Vizzari invece, dopo il passaggio dai 3 ai 5 cappelli, annuncia un nuovo simbolo, il Cappello d’Oro assegnato a ristoranti che hanno contribuito  a cambiare il volto della cucina italiana che segnerà in contemporanea “l’uscita di classifica” dalla guida (il cappello in foto è quello di Berlino risalente alla tarda Età del Bronzo perché non è stata diffusa ancora l’icona corrispondente).

“Un elenco lungo e corposo, ben distribuito dal nord al sud”, annota la Granello, trasformando di fatto questi ristoranti in altrettanti musei del cibo. Sono i pionieri dell’alta ristorazione – Cantarelli, Guido e Lidia Alciati, Paracucchi – i protagonisti dell’era Marchesi  con il maestro Gualtiero, il San Domenico di Imola (che aveva conquistato il nuovo premio Qualità nel tempo Michelin Italia 2017), Pinchiorri, Don Alfonso, Santin, Dal Pescatore), Vissani e poi i figli del boom economico capitanati da Massimo Bottura per allungarsi a Crippa, Alajmo, Scabin, Cerea, Perbellini, Cedroni, Uliassi, Piccini, Romito, Beck, Esposito Cuttaia, Sultano.

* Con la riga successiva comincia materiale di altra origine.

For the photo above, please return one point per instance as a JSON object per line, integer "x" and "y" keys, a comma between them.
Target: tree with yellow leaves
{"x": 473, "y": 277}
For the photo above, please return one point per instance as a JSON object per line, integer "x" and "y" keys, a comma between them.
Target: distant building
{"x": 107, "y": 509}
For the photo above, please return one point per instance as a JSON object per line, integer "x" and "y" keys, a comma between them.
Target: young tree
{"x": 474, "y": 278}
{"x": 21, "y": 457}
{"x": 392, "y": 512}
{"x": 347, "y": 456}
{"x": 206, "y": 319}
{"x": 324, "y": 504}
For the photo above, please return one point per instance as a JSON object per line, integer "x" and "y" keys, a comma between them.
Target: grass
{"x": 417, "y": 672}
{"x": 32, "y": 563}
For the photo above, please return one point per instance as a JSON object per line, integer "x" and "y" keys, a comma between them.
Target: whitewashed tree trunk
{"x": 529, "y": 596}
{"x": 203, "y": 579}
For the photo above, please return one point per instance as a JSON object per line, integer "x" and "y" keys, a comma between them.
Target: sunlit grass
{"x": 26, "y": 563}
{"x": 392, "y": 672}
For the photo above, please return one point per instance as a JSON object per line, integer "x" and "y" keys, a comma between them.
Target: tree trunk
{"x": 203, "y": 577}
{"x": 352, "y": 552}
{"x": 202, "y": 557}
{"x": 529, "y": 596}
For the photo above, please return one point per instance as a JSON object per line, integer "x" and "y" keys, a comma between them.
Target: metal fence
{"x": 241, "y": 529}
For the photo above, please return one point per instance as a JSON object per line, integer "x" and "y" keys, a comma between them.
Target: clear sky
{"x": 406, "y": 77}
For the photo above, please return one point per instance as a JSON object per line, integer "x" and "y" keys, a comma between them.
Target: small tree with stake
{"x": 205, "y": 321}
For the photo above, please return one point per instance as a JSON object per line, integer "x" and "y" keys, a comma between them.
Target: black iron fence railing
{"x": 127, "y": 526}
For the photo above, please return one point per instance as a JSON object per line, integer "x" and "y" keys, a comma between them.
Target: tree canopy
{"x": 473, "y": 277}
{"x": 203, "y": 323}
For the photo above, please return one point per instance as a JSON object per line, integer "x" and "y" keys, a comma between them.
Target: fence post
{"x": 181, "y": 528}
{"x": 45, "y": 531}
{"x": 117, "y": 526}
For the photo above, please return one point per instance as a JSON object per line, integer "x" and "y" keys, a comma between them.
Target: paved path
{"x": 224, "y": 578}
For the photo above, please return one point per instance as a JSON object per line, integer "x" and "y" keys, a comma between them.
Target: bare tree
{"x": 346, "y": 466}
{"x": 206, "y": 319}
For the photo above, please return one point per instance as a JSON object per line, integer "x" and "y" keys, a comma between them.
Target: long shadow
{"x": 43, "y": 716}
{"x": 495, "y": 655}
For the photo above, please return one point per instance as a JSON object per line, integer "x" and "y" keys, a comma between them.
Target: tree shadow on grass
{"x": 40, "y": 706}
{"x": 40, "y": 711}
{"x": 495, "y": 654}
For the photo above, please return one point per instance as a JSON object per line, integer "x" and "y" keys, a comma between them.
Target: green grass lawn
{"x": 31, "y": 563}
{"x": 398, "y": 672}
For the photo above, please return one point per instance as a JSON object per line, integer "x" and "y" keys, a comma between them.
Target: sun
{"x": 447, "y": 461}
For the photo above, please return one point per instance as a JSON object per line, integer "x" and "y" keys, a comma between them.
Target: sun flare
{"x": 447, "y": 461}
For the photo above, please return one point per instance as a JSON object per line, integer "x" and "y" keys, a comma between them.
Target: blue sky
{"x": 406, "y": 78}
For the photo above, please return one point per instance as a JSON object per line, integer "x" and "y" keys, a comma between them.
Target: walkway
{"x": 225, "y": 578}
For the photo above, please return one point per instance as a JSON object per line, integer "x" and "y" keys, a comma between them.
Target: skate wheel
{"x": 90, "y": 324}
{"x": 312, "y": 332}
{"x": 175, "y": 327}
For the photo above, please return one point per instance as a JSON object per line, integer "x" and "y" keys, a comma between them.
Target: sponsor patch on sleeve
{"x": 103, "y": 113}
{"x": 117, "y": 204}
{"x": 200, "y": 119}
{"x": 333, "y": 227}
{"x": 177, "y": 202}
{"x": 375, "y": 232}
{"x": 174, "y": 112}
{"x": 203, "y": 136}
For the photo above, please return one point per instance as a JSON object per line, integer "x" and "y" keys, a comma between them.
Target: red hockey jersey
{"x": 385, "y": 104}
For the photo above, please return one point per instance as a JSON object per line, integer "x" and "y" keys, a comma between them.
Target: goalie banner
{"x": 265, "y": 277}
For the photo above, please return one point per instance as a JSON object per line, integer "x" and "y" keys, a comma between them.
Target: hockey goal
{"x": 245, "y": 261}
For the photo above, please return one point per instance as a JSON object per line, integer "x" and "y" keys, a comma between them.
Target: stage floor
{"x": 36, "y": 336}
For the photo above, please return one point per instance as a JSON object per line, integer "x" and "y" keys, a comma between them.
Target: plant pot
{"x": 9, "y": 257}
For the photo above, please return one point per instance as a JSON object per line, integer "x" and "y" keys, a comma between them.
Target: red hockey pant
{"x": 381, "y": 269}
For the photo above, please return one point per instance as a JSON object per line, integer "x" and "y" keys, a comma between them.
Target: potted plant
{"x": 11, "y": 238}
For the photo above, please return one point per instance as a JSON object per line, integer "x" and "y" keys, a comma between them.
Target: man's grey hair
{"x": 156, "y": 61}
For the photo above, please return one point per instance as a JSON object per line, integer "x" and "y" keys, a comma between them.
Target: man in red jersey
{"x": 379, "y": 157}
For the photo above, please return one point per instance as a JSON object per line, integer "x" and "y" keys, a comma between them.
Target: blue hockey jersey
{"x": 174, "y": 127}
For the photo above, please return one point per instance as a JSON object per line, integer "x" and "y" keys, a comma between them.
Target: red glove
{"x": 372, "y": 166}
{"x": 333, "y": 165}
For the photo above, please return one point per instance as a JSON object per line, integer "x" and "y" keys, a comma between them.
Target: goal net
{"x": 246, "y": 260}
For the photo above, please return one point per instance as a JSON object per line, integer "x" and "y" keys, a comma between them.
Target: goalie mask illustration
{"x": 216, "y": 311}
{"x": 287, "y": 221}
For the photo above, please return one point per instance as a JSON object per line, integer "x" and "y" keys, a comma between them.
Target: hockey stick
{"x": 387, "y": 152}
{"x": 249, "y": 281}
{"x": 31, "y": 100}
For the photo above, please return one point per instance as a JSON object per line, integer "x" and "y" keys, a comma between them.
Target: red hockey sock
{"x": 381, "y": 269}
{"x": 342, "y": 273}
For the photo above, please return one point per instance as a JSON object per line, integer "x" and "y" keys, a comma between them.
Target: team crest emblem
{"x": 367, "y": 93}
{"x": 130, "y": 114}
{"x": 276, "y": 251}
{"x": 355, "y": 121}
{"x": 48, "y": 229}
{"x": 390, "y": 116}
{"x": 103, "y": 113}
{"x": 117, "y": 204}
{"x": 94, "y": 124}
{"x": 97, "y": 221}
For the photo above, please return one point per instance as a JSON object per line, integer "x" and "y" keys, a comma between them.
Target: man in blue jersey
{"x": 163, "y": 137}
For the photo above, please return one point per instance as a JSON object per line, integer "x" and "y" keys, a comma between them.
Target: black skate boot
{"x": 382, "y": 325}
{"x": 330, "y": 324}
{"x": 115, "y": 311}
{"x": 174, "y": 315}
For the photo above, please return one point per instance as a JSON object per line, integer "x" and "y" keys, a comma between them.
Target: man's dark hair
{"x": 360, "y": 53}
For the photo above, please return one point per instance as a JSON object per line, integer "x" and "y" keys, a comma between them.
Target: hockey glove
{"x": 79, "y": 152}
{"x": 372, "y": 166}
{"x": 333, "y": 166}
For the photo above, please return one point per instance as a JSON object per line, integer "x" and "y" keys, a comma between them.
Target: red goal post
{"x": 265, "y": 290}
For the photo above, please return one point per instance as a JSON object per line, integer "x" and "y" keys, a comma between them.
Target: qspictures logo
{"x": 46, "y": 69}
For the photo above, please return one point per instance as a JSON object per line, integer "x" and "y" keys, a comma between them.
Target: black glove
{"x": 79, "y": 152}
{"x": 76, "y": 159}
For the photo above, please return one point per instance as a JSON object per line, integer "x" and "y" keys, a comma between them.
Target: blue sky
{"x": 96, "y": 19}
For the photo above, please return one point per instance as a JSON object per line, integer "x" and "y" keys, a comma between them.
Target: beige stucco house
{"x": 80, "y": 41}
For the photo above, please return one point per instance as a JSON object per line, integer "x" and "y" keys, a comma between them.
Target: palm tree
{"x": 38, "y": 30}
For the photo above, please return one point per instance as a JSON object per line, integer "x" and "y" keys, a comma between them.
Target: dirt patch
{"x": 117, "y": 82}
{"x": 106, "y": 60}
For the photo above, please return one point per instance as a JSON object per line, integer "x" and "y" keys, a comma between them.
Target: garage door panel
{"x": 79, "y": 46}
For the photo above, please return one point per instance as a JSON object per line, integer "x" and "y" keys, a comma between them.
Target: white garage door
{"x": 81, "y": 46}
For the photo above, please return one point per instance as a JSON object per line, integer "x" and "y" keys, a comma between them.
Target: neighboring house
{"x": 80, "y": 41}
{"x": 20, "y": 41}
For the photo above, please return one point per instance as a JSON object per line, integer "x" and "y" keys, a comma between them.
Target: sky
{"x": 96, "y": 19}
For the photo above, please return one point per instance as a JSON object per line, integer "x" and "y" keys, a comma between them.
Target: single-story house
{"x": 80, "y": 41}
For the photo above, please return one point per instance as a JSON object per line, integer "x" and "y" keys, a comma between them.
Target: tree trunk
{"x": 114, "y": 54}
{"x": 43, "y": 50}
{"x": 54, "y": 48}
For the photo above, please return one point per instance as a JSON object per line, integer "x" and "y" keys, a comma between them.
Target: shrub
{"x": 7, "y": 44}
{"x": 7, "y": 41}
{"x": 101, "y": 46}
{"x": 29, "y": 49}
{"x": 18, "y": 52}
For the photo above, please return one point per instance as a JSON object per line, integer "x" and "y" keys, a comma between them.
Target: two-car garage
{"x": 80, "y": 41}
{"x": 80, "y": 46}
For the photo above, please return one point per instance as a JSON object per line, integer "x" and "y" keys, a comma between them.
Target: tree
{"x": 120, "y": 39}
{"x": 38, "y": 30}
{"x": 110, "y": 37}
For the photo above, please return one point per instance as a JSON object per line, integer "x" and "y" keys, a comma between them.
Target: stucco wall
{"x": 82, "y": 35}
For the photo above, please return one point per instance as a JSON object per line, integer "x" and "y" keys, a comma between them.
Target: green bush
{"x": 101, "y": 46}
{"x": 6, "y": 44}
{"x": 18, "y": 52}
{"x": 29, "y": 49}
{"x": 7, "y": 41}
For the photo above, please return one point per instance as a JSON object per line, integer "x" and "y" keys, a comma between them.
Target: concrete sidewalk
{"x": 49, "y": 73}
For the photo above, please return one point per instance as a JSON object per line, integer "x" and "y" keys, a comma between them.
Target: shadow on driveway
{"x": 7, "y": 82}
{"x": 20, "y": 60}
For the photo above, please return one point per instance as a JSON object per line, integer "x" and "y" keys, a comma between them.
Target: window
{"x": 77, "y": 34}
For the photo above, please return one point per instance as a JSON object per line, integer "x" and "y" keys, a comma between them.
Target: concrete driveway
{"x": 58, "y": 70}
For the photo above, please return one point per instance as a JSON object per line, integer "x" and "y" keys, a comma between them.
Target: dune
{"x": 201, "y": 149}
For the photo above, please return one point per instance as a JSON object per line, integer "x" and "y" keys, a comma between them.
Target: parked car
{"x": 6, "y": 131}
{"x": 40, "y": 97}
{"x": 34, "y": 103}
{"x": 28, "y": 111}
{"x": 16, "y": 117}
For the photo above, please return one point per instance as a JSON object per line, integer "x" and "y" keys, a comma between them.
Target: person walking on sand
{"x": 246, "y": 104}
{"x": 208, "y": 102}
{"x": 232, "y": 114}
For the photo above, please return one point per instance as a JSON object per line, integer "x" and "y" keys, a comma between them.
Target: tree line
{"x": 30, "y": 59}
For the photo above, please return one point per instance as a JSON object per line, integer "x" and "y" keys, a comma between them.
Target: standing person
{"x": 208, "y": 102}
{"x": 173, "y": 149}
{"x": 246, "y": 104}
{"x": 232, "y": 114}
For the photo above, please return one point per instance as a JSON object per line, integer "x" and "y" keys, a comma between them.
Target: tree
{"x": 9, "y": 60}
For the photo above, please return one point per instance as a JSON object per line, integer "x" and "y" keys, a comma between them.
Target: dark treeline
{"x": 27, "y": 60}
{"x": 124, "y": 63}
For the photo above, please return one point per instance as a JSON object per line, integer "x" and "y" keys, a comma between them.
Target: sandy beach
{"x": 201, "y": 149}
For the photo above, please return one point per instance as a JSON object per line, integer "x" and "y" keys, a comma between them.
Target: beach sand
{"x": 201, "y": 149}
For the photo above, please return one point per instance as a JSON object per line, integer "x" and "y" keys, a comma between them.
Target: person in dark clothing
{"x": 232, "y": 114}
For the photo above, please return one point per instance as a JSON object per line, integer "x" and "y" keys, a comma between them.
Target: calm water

Sono questi i nomi citati nell’articolo che elevano a Formula 1 alcuni ristoranti di fatto levandoli dalla competizione. Sarà mai possibile che un museo della ristorazione venga declassato a Cappello d’Argento, mentre il nemico della Michelin si prende il lusso di togliere stelle anche ai tristellati?

Un effetto di cristallizzazione abbastanza singolare in un mondo che le guide pensano in continuo sobbollire (altrimenti che ragione ci sarebbe a fare una guida nuova?).

Il Cappello d’Oro si configura come il rimedio al malcontento di alcuni chef e ristoratori di locali di valore (leggi, con tre stelle Michelin) che avevano subito l’onta di un presunto declassamento per non aver ottenuto il massimo riconoscimento cappellizio l’anno scorso. Una protesta strisciante cui aveva dato fiato il gesto di Giorgio Pinchiorri che aveva lanciato sul palcoscenico i cappelli acquistati sulle bancarelle per sottolineare il valore dei nuovi simboli.

D’altronde la concorrenza la guida dell’Espresso ce l’ha in casa con le Guide di Repubblica di Giuseppe Cerasa che hanno una penetrazione territoriale molto più profonda e una capacità maggiore di accontentare chef, pizzaioli e protagonisti della scena gastronomica di una regione. Non è una guida con punteggi, ma non rinuncia ad assegnare premi che ovviamente pesano e aiutano nella diffusione.

La tecnica delle vendite in blocco, degli allegati e delle personalizzazioni come gadget natalizio aiutano la diffusione, ma volete mettere la possibilità di distribuire nel prossimo futuro la guida nei musei della ristorazione che ormai sono fuori dalla classifica e quindi da ogni logica di conflitto di interessi che una trasmissione come Report ha provato a sollevare?

Cosa c’è da aggiungere?

Che la Lombardia schizza in alto e Milano sopravanza Roma. A difenderla per ora c’è Gabriele Bonci che da Chicago litiga con Chef Rubio, ma non sappiamo se il suo Pizzarium che ha riscritto il concetto di pizza a taglio romana sia entrato nel novero dei musei con il Cappello d’Oro. Vorrà dire che in mancanza i suoi clienti continueranno a consolarsi con i Musei Vaticani e ad addentare le pizze del Michelangelo della Pizza.

E i premi.

Pranzo dell’anno: La Francescana

Giovane dell’Anno: Davide Caranchini. Materia a Cernobbio

Cuoca dell’anno: Gaia Giordano. Spazio a Milano

Maitre dell’anno: Vincenzo Donatello a Piazza Duomo, Alba.